Targeting of two aspects of metabolism in breast cancer treatment

Abstract

Deregulated metabolism is gaining recognition as a hallmark of cancer cells, and is being explored for therapeutic potential. The Warburg effect is a metabolic phenotype that occurs in 90% of tumors, where glycolysis is favored despite the presence of oxygen. Dichloroacetate (DCA) is a pyruvate dehydrogenase kinase (PDK) inhibitor that can reverse the Warburg effect. PENAO (4-(N-(S-penicillaminylacetyl)amino) phenylarsonous acid) is a novel anti-mitochondrial agent that targets the adenine nucleotide transporter in mitochondria and is currently in clinical trials for solid tumors. We have investigated the targeting of two aspects of metabolism, using DCA to promote mitochondrial activity combined with PENAO to inhibit mitochondrial activity, in breast and other carcinoma cell lines.
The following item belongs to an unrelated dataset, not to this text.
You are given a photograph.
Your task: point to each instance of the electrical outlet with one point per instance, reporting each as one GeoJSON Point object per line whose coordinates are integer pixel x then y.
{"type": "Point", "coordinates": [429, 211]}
PENAO was effective at low uM concentrations in luminal (T-47D) and triple negative (MDA-MB-231) breast cancer cells, in normoxia and hypoxia. The cytotoxicity of PENAO was enhanced by DCA by a mechanism involving increased reactive oxygen species in both T-47D and MDA-MB-231 cells, however further investigations found it did not always involve PDK2 inhibition or reduction of the mitochondrial membrane potential, which are the accepted mechanisms for DCA induction of apoptosis. Nevertheless, DCA sensitized all cancer cell lines tested toward apoptosis of PENAO. DCA and PENAO are both currently in clinical trials and targeting cancer metabolism with these drugs may offer options for difficult to treat cancers.